Kerajaan Aceh merupakan salah satu kerajaan Islam terbesar di Indonesia yang berkembang pada abad ke-16 M. Pada masa tersebut banyak muncul filusuf muslim seperti Hamzah Fansuri, Nuruddin ar Raniri, dan Abdurrauf as-Singkili yang berperan seabagai ulama kerajaan hingga penyebar ajaran Islam di Sumatra.
Pemikiran Hamzah Fansuri yang banyak ditinggalkan adalah Wahdatul Wujud atau menyatunya kewujudan. Hamzah Fansuri juga dikenal sebagai penyair besar pada eranya. Beberapa karya sastra peninggalan Hamzah Fansuri adalah Syair Burung Unggas, Syair Burung Pipit, Syair Dagang, Syair Perahu, Asrar al-Arifin, Sharab al-Asyikin, dan Kitab Al-Muntahi / Zinat al-Muwahidin.
Nurudin ar Raniri merupakan seorang ulama besar Kesultanan Aceh yang memiliki pengetahuan luas yang meliputi tasawuf, kalam, fikih, hadis, sejarah, dan perbandingan agama. Nurudin ar Raniri menentang ajaran Hamzah Fansuri mengenai Wahdatul Wujud yang dianggap bisa menimbulkan kesalahan bagi orang yang belum memiliki ilmu cukup. Beberapa karya Nurudin ar Raniri adalah Bustan al-Salatin, Shiratal Mustaqim, dan Fawaid Al Bahiyah.

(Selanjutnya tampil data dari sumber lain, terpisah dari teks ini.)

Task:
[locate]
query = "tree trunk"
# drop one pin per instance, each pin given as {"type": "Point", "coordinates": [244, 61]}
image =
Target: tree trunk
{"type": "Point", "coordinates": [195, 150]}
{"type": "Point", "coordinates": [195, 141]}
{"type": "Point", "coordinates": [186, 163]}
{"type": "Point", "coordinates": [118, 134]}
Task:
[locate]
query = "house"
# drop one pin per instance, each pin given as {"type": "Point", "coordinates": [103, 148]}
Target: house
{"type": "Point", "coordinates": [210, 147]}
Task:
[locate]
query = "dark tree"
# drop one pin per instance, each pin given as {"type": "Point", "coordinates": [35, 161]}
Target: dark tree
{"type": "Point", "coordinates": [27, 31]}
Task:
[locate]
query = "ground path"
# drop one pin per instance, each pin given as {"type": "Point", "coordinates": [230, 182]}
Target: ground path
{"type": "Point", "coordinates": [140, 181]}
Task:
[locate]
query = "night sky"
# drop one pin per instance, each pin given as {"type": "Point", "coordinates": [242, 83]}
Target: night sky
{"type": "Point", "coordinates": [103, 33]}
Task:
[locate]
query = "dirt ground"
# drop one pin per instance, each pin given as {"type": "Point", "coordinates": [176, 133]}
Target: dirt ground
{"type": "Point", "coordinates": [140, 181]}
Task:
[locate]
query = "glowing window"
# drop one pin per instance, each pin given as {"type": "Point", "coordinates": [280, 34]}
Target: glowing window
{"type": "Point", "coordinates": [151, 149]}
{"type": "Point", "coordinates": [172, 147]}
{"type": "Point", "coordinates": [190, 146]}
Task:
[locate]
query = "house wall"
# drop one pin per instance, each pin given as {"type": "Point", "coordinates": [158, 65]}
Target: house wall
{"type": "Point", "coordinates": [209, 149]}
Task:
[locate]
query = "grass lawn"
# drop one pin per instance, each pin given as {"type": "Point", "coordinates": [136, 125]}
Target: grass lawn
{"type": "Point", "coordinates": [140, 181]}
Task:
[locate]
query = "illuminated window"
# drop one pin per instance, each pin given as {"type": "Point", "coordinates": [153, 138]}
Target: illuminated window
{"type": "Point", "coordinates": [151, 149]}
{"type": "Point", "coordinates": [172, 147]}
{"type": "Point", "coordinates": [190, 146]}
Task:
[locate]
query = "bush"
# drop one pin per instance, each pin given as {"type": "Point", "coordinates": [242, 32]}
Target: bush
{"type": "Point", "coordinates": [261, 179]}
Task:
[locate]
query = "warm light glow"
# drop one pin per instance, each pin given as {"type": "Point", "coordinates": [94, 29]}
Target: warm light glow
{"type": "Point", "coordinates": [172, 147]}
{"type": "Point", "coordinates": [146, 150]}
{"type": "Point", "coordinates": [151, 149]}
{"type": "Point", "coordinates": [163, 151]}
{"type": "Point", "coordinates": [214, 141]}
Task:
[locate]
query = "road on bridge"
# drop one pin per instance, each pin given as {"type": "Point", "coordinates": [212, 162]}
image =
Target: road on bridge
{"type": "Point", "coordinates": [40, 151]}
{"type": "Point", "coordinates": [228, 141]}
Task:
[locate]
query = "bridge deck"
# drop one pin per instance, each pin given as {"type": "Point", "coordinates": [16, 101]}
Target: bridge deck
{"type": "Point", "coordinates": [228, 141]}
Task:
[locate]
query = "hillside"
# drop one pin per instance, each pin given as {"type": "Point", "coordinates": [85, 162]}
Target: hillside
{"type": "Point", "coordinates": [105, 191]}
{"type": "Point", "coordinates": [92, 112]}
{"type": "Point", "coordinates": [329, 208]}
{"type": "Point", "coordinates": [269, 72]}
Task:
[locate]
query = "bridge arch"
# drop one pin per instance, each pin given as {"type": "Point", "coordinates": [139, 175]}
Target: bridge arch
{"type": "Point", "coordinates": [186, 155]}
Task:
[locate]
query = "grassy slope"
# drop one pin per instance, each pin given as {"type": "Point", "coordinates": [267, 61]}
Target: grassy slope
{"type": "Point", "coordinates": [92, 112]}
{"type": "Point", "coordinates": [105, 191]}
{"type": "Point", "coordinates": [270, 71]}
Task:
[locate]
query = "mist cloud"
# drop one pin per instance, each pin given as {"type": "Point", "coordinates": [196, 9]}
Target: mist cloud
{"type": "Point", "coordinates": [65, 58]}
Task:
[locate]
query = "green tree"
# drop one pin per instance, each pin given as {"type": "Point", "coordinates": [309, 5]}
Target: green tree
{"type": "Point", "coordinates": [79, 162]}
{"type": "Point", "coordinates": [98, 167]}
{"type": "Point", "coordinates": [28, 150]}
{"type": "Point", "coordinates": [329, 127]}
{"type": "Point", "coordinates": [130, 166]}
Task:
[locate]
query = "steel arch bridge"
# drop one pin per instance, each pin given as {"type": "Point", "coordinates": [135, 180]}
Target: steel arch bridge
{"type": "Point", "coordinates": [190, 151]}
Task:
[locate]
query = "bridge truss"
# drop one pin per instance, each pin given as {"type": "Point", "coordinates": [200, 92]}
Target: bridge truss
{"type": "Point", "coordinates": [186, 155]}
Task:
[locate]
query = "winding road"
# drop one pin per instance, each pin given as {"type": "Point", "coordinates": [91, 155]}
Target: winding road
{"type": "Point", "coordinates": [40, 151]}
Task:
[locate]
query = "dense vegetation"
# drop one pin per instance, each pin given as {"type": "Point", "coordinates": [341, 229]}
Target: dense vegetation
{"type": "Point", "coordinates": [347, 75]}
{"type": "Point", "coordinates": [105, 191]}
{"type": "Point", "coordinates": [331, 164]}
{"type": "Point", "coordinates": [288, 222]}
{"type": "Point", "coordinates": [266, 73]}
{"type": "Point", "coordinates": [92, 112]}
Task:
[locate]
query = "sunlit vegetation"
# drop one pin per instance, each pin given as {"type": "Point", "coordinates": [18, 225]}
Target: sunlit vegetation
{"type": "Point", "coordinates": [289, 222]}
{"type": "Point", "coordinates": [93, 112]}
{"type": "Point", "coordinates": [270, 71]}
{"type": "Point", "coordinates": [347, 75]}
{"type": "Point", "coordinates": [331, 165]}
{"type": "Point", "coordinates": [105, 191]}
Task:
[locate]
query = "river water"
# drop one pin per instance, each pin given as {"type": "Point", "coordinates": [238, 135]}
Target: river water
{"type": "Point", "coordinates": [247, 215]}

Abdurrouf as-Singkili merupakan ulama Kesultanan Aceh yang berperan dalam masa pemerintahan Sultan Iskandar Muda. Abdurrouf as-Singkili banyak mengajarkan serta mengembangkan tarekat Syattariah. Beberapa karya Abdurrouf as-Singkili adalah Mir'at al-Thullab fî Tasyil Mawa'iz al-Badî'rifat al-Ahkâm al-Syar'iyyah li Malik al-Wahhab, Tarjuman al-Mustafid, Mawa'iz al-Badî', hingga Kifayat al-Muhtajin ilâ Masyrah al-Muwahhidin al-Qâilin bi Wahdatil Wujud.

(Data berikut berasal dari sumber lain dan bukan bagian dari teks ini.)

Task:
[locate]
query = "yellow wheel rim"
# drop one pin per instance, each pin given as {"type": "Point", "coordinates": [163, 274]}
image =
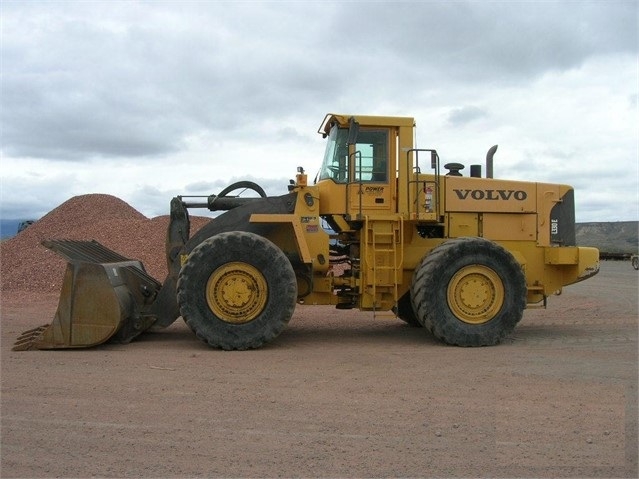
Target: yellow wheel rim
{"type": "Point", "coordinates": [475, 294]}
{"type": "Point", "coordinates": [236, 292]}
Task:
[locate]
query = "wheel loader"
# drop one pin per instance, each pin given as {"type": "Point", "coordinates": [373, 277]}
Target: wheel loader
{"type": "Point", "coordinates": [380, 229]}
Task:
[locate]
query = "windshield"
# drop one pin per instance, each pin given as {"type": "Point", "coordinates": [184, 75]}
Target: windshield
{"type": "Point", "coordinates": [370, 156]}
{"type": "Point", "coordinates": [335, 164]}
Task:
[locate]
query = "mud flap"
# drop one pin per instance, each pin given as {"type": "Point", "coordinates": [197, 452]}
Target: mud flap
{"type": "Point", "coordinates": [104, 295]}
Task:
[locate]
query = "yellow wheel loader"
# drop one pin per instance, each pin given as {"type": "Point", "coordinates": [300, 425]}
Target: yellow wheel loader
{"type": "Point", "coordinates": [380, 229]}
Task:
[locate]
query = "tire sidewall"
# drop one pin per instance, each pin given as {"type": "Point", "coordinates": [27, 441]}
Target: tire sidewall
{"type": "Point", "coordinates": [251, 249]}
{"type": "Point", "coordinates": [430, 297]}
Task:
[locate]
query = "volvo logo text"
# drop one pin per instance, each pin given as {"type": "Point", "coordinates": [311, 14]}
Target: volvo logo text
{"type": "Point", "coordinates": [518, 195]}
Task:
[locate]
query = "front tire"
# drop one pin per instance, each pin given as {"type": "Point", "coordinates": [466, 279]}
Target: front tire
{"type": "Point", "coordinates": [237, 290]}
{"type": "Point", "coordinates": [469, 292]}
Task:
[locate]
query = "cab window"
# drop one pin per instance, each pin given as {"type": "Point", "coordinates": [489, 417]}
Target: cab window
{"type": "Point", "coordinates": [371, 156]}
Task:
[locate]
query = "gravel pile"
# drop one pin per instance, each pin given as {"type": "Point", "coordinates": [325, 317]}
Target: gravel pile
{"type": "Point", "coordinates": [26, 265]}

Dengan demikian beberapa karya dari Hamzah Fansuri, Nurudin ar Riniri, dan Abdurrouf as-Singkili adalah Syair Burung Unggas, Bustan al-Salatin, dan Mir'at al-Thullab fî Tasyil Mawa'iz al-Badî'rifat al-Ahkâm al-Syar'iyyah li Malik al-Wahhab.